/joe

Primary LanguagePythonMIT LicenseMIT

joe: judicious observation emitter

I finetuned a GPT-2 model on a bunch of text messages between me and a couple of friends, and exposed the model through a simple web interface. As a bonus, I can write this side project off as a Christmas present.

Consider this code hackathon-quality.

Architecture

I know very little about machine learning, and continue to be committed to knowing as little about it as possible. minimaxir's work has thankfully made this incredibly easy.

Here's the bird's eye view:

  • To build a dataset to train the model on, I extracted messages from some Signal backups and a Slack export (see extract/). I wrote the messages (separated by person) to a text file.

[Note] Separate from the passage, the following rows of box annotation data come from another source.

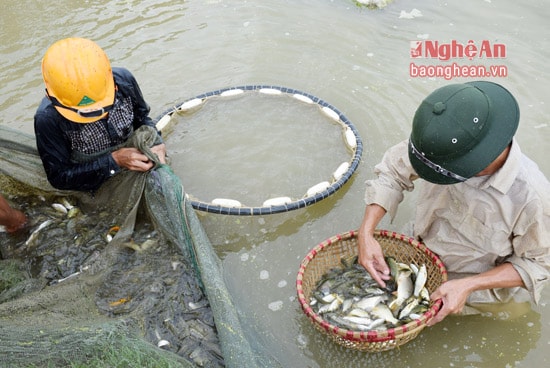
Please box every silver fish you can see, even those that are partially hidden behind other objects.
[399,297,418,319]
[413,264,428,297]
[355,295,384,311]
[25,220,53,246]
[371,304,399,325]
[389,270,414,312]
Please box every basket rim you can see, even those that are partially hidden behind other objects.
[296,229,447,343]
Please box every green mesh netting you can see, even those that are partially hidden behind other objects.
[0,127,278,367]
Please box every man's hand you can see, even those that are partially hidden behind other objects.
[427,278,472,326]
[111,146,158,172]
[151,143,166,164]
[357,204,391,287]
[357,231,391,288]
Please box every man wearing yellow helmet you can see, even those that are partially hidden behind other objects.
[358,81,550,324]
[34,38,166,191]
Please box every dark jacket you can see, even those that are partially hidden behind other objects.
[34,68,160,191]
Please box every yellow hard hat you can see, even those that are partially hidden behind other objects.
[42,38,115,123]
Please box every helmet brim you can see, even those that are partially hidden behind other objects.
[52,79,115,124]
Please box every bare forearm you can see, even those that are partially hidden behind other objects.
[428,263,525,326]
[359,203,386,236]
[467,263,525,292]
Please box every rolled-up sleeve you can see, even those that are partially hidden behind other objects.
[365,139,418,220]
[506,201,550,303]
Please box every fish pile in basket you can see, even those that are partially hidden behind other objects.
[309,255,430,331]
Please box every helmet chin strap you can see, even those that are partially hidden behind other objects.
[409,140,467,182]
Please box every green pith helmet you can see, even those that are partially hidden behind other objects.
[409,81,519,184]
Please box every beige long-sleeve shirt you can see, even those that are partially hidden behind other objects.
[365,140,550,303]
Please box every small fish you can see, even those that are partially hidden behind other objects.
[371,304,399,325]
[347,308,370,318]
[386,257,399,279]
[413,264,428,297]
[52,203,67,215]
[355,295,384,311]
[342,316,378,327]
[319,296,344,314]
[389,270,414,313]
[399,297,418,319]
[25,220,53,246]
[109,297,130,307]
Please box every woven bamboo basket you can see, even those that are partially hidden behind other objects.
[296,230,447,352]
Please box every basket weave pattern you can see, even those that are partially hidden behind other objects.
[296,230,447,352]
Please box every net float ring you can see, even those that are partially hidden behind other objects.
[156,85,363,216]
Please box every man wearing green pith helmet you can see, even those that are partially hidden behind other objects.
[358,81,550,325]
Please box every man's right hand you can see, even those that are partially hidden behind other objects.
[111,148,155,172]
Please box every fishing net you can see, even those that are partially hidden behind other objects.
[0,126,278,367]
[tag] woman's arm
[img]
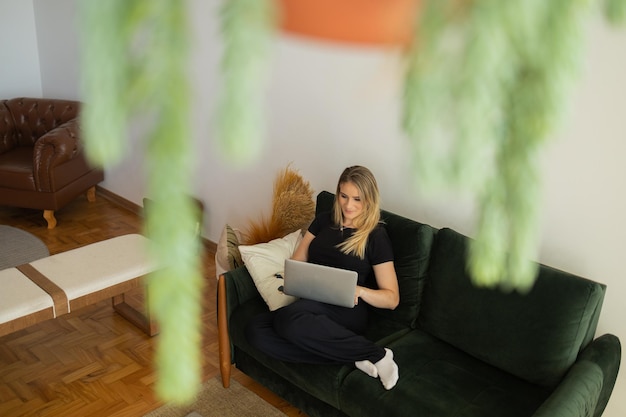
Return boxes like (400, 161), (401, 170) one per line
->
(354, 261), (400, 310)
(291, 230), (315, 262)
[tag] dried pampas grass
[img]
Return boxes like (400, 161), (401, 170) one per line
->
(245, 165), (315, 245)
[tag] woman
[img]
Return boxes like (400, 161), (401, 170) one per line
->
(246, 166), (400, 390)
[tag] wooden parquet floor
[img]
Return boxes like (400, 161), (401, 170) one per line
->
(0, 190), (305, 417)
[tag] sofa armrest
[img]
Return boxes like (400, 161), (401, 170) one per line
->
(533, 334), (621, 417)
(217, 266), (261, 388)
(33, 118), (82, 191)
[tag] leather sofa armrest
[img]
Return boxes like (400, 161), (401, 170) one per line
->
(533, 334), (621, 417)
(33, 118), (82, 191)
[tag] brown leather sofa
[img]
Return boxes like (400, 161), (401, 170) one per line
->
(0, 98), (104, 229)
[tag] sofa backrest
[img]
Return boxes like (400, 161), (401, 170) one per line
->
(5, 97), (80, 146)
(316, 191), (436, 328)
(419, 229), (606, 387)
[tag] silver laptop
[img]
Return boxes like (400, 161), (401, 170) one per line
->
(283, 259), (358, 308)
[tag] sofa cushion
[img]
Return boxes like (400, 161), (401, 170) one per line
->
(317, 191), (436, 328)
(419, 229), (604, 386)
(239, 229), (302, 311)
(339, 329), (548, 417)
(229, 298), (348, 407)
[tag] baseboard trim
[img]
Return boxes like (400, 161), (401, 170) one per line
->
(96, 185), (217, 255)
(96, 185), (143, 217)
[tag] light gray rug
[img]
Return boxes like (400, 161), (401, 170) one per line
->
(0, 225), (50, 270)
(144, 377), (285, 417)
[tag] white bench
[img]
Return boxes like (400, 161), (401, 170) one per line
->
(0, 234), (157, 336)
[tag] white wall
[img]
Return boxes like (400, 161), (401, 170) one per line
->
(14, 0), (626, 417)
(0, 0), (42, 99)
(33, 0), (80, 100)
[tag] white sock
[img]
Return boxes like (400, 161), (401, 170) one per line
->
(374, 348), (400, 390)
(354, 360), (378, 378)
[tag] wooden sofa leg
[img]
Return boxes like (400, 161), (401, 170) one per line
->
(87, 185), (96, 203)
(217, 275), (231, 388)
(43, 210), (57, 229)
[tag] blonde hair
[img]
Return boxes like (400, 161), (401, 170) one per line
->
(333, 165), (380, 259)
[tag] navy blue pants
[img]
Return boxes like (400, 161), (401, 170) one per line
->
(246, 299), (385, 364)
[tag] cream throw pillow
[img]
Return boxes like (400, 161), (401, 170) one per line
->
(239, 230), (302, 311)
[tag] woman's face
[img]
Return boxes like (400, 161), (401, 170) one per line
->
(339, 181), (363, 227)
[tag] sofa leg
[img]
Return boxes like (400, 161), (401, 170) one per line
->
(87, 185), (96, 203)
(43, 210), (57, 229)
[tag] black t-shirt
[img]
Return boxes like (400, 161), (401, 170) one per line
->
(308, 212), (393, 287)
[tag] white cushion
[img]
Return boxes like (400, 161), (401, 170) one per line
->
(31, 234), (156, 300)
(239, 230), (302, 311)
(0, 268), (56, 323)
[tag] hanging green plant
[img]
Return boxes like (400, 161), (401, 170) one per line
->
(81, 0), (202, 403)
(216, 0), (276, 164)
(403, 0), (626, 292)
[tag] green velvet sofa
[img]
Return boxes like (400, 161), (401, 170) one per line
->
(218, 192), (621, 417)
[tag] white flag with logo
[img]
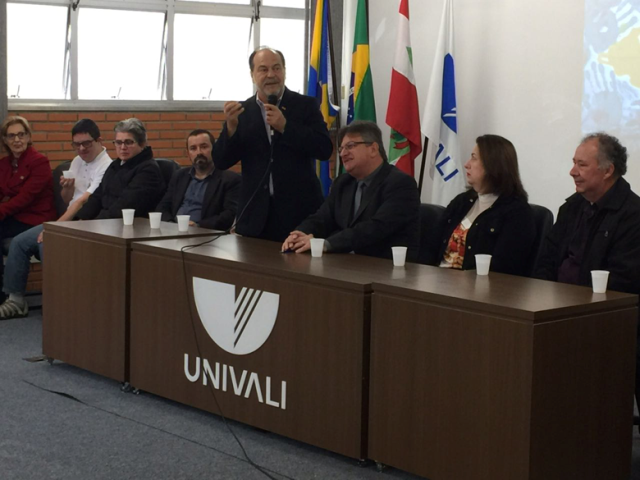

  • To train the model, I used minimaxir/gpt-2-simple running on a Google Colab notebook. The process is well-described there.

  • I generated a bunch of text on Google Colab (my personal laptop is far too delicate for such work), cached it in-repo, and wrote a simple frontend that pretends like the text is being generated on the fly. There's no real reason to lie, except for effect. Good enough for me.

The original plan was to use the finetuned model with minimaxir/gpt-2-cloud-run but I didn't like the results with 124M, and Google makes it literally impossible to deploy anything with a GPU if you have a "new" GCP account.

Usage

Running locally

$ FLASK_ENV=development FLASK_APP=app/main.py flask run

Deploying to Google Cloud Run

$ docker build app joe
$ docker push ghcr.io/<project_name>/joe

Then provision the container with Google Cloud Run. This is very "now draw the rest of the owl"-esque but I don't have it in me to dig out the exact CLI commands. It's straightforward-enough in the console (remember to set the port to 80).

I feel like it's against convention to put a project-level Dockerfile anywhere besides the top-level, but I have a bunch of stuff in my local copy of this repo's top-level and moving it seemed like the simplest solution.

Looking forward

I'm still learning about this GPT-2 business, but reading through the gpt-2-simple README, I suspect that I may not have delineated documents correctly; I placed each SMS in a file separated only by newlines. I may have had to prefix/suffix each of the messages -- might look into this in the future.